Yesus Kristus bernubuat bahwa para pengikutnya akan dianiaya, terutama pada jaman akhir. Ia memperingatkan, ”Kamu akan . . . diserahkan untuk dihukum dan dibunuh; dan orang-orang dari segala bangsa akan membencimu karena ketaatanmu kepadaku.”—Matius 24:9, The New English Bible.
Selama ribuan tahun, agama-agama besar telah menindas satu sama lain seraya tiap agama mendapat giliran kekuasaan monopolinya atas rakyat yang terancam. Orang Katolik, Protestan, Hindu, Muslim, Yahudi, dan yang lain-lain ikut terlibat dalam penumpahan darah. Atas nama sifat ortodoks, kebenaran mutlak, dan penyelamatan jiwa, penindasan dibenarkan. Orang Yahudi ditindas karena agama mereka maupun ras mereka. Dalam beberapa negeri pada abad ke-20 ini, komunisme yang ateis telah berpaling melawan agama dan menganggapnya sebagai ’candu masyarakat’.
Namun, pada abad yang sama ini, ada satu kelompok yang telah ditindas dari segala arah—agama maupun politik. Siapakah mereka, dan apa motifnya?
”Korban Utama”
Dalam bukunya yang terbaru The Court and the Constitution (Pengadilan dan Undang-Undang Dasar) (1987), mantan jaksa khusus untuk insiden Watergate, Archibald Cox, menulis, ”Korban utama dari penindasan agama di Amerika Serikat pada abad kedua puluh adalah Saksi-Saksi Yehuwa.” Apa yang menyebabkan terjadinya keadaan ini? Ia melanjutkan, ”Mereka mulai menarik perhatian dan memancing dilancarkannya tekanan pada tahun 1930-an, ketika pekerjaan pentobatan dan jumlah mereka meningkat dengan pesat. Sambil menarik perhatian kepada wahyu Ilahi dari Alkitab, mereka berdiri di sudut-sudut jalan dan mengadakan kampanye kunjungan dari rumah ke rumah, menawarkan risalat-risalat dari Lembaga Alkitab dan Risalat Menara Pengawal dan memberitakan bahwa tiga serangkai yang jahat yaitu gereja-gereja yang diorganisasi, perdagangan, dan Negara adalah alat-alat Setan.”
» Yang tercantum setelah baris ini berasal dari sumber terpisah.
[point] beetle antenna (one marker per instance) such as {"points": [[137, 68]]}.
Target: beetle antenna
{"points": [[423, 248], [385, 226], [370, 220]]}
Pada waktu bangsa-bangsa melibatkan diri dalam Perang Dunia II, Saksi-Saksi itu menjadi korban dan martir dari semangat nasionalisme yang merajalela yang dianjurkan pemerintahan-pemerintahan yang sedang berperang. Di beberapa negeri kewajiban untuk menghormati bendera dipaksakan di sekolah. Dinas wajib militer menjadi hal yang umum. Meskipun Saksi-Saksi Yehuwa yakin bahwa mereka harus membayar kepada Kaisar apa yang menjadi milik Kaisar—dan mungkin hanya beberapa kelompok agama yang membayar pajak mereka dan mentaati undang-undang negara dengan kesungguhan yang serupa—mereka juga membayar kepada Allah apa yang mereka percaya Ia tuntut, yaitu, penyembahan dan keloyalan tertinggi. Mereka menghormati prinsip-prinsip baik yang dilambangkan oleh bendera suatu bangsa, namun bagi mereka penghormatan kepada bendera berarti penyembahan yang bercabang kepada lambang. Sikap tersebut menyebabkan mereka mendapat kesulitan di Amerika Serikat pada tahun 1930-an dan ’40-an.
Ratusan anak dikeluarkan dari sekolah karena menolak memberi hormat kepada bendera. Seperti dikatakan Profesor Mason dalam bukunya Harlan Fiske Stone: Pillar of the Law (Harlan Fiske Stone; Sokoguru Undang-Undang), ”Penolakan mereka tidak berarti bahwa mereka tidak patriotis atau bahwa mereka tidak mencintai negeri mereka. Hal itu hanya berarti bahwa, seperti yang mereka baca dalam Alkitab, pemberian hormat kepada bendera melanggar perintah Alkitab untuk tidak membungkuk di hadapan suatu lambang.”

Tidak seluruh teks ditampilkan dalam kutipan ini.